English translations include Dictionary of Character Sounds, Collection of Categorized Characters, The Classified Chapters, and The Categories Book.

The Leipian text consists of 15 books (册), each subdivided into 3 parts, for a total of 45 volumes (卷). The 31,319 character head entries are organized by a 544-radical system. Each entry gives the character in Small Seal Script (following the Shuowen jiezi format), the pronunciation in the fanqie system, definition, and exegesis. The Leipian also notes variant characters, alternate pronunciations, and multiple meanings.

==History==
Emperor Renzong of Song (r. 1022–1063) commissioned the Leipian character dictionary project in 1039 and it was completed in 1066. There were four chief editors, three of whom died before completing the dictionary: Wang Zhu 王洙 (997–1057), Hu Xiu 胡宿 (995–1067), Zhang Cili 張次立 (1010–1063), and Fan Zhen 范鎮 (1007–1088).

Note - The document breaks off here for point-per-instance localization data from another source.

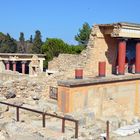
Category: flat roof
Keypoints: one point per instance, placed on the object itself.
(122, 24)
(98, 80)
(20, 54)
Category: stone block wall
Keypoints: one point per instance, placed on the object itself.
(118, 99)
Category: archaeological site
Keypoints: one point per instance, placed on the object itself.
(94, 95)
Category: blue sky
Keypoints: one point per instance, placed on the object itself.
(63, 18)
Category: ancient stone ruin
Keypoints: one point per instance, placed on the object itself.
(100, 84)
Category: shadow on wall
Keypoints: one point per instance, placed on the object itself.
(111, 52)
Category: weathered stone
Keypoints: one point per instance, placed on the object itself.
(10, 94)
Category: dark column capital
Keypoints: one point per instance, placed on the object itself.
(6, 62)
(23, 62)
(14, 62)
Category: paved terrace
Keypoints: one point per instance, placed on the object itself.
(98, 80)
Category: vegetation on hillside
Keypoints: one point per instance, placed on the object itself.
(52, 47)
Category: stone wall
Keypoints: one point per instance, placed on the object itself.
(119, 98)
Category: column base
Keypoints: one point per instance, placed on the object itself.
(78, 77)
(137, 72)
(120, 74)
(102, 75)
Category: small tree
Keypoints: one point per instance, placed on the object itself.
(83, 36)
(37, 43)
(31, 39)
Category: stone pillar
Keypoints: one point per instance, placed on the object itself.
(121, 57)
(102, 69)
(23, 67)
(79, 73)
(137, 67)
(7, 65)
(14, 65)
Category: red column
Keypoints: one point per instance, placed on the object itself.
(14, 66)
(137, 68)
(23, 67)
(102, 69)
(121, 57)
(7, 65)
(78, 73)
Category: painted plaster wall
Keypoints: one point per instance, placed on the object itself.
(102, 98)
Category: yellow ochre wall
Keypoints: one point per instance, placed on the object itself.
(126, 94)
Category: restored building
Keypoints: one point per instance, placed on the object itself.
(117, 46)
(23, 63)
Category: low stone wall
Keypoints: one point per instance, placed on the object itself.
(119, 98)
(11, 76)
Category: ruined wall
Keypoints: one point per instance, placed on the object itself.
(101, 47)
(67, 63)
(118, 99)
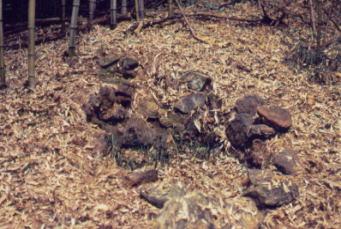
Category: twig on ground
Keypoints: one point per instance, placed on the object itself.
(188, 24)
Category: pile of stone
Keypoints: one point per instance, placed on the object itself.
(255, 122)
(140, 128)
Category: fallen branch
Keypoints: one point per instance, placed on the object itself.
(157, 202)
(188, 24)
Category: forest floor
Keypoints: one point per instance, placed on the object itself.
(53, 173)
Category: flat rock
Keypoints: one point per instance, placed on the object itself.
(276, 116)
(285, 161)
(237, 130)
(258, 155)
(127, 64)
(248, 104)
(188, 103)
(261, 131)
(272, 194)
(183, 209)
(137, 178)
(196, 80)
(109, 61)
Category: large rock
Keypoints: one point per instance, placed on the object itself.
(258, 155)
(269, 195)
(276, 116)
(261, 131)
(248, 104)
(196, 80)
(270, 191)
(182, 209)
(190, 102)
(285, 161)
(238, 130)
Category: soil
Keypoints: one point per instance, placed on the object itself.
(53, 169)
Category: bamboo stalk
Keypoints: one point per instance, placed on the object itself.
(113, 14)
(73, 28)
(141, 9)
(31, 44)
(124, 8)
(137, 10)
(63, 17)
(170, 8)
(92, 7)
(2, 58)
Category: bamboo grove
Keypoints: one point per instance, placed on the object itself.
(315, 7)
(31, 82)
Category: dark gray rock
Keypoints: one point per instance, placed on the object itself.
(238, 130)
(277, 117)
(248, 104)
(190, 102)
(271, 195)
(285, 161)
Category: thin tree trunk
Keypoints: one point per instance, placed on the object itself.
(141, 9)
(124, 8)
(63, 17)
(2, 59)
(31, 44)
(92, 7)
(73, 28)
(113, 13)
(137, 10)
(315, 14)
(170, 8)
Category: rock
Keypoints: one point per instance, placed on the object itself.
(137, 178)
(238, 130)
(261, 131)
(257, 176)
(277, 117)
(242, 213)
(138, 133)
(107, 62)
(190, 102)
(173, 120)
(127, 65)
(147, 107)
(196, 80)
(109, 106)
(113, 115)
(285, 161)
(272, 194)
(258, 156)
(183, 209)
(248, 104)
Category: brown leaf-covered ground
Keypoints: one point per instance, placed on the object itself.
(53, 173)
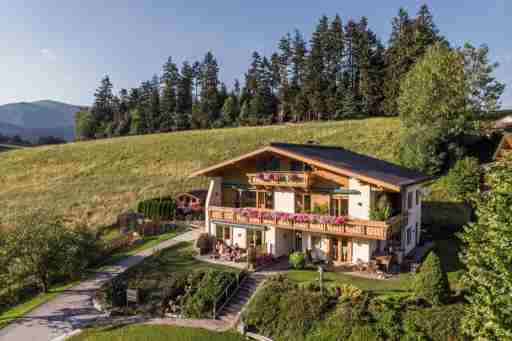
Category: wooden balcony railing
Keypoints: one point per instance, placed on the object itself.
(367, 229)
(282, 179)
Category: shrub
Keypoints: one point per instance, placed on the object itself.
(204, 243)
(431, 283)
(205, 287)
(297, 260)
(436, 323)
(341, 322)
(298, 311)
(162, 208)
(346, 291)
(363, 333)
(463, 180)
(263, 310)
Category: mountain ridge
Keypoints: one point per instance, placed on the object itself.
(31, 120)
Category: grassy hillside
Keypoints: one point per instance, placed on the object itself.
(8, 147)
(94, 181)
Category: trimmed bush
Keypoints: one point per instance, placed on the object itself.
(436, 323)
(463, 180)
(205, 287)
(431, 283)
(346, 291)
(204, 243)
(297, 260)
(162, 208)
(263, 309)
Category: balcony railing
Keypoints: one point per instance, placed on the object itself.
(340, 226)
(282, 179)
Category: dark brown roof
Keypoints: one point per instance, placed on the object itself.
(357, 163)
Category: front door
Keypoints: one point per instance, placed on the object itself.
(298, 241)
(334, 249)
(254, 238)
(344, 256)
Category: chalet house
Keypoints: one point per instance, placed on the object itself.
(337, 204)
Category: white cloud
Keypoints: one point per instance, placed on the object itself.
(48, 54)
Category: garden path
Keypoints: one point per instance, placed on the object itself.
(73, 308)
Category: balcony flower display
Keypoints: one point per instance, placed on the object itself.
(299, 218)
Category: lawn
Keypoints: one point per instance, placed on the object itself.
(176, 259)
(34, 302)
(147, 243)
(94, 181)
(398, 285)
(154, 333)
(447, 249)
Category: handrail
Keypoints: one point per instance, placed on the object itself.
(240, 278)
(350, 227)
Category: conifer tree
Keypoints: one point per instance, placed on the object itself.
(209, 91)
(170, 79)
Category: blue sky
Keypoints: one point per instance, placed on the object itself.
(61, 49)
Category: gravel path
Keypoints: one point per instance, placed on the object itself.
(73, 308)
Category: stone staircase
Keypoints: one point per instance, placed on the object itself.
(230, 314)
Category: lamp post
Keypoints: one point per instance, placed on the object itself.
(321, 279)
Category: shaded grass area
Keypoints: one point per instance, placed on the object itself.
(32, 303)
(176, 259)
(147, 243)
(94, 181)
(447, 249)
(154, 333)
(21, 309)
(376, 286)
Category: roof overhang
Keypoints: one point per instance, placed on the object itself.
(338, 170)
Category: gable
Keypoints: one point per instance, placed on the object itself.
(333, 159)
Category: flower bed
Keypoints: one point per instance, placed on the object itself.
(254, 215)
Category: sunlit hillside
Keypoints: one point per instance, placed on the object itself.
(94, 181)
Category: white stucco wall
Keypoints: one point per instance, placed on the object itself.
(362, 250)
(240, 237)
(359, 205)
(414, 220)
(284, 242)
(270, 240)
(213, 198)
(284, 202)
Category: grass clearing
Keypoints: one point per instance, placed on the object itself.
(399, 285)
(154, 333)
(176, 259)
(21, 309)
(32, 303)
(94, 181)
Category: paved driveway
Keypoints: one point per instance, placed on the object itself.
(74, 308)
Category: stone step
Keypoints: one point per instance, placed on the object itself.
(237, 303)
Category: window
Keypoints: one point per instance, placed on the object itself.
(296, 166)
(303, 203)
(223, 232)
(339, 206)
(409, 200)
(299, 166)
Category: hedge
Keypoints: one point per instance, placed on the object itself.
(162, 208)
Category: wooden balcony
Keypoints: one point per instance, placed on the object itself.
(280, 179)
(357, 228)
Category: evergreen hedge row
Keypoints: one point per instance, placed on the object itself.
(162, 208)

Emperor Renzong also ordered the compilation of the (1037) Jiyun, which was a phonologically arranged rime dictionary intended to complement the Leipian character dictionary. The Leipian Preface says all phonetically related characters are included in the Jiyun while all formally related ones are included in the Leipian.

The historian and chancellor Sima Guang (1019–1086) carried out the final editing on the expanded Jiyun and the Leipian, and in 1067, he submitted the printed versions of both dictionaries to Emperor Yingzong of Song (r. 1063–1067). At that time, the Jiyun and Leipian were the most complete reference works in the history of Chinese lexicography.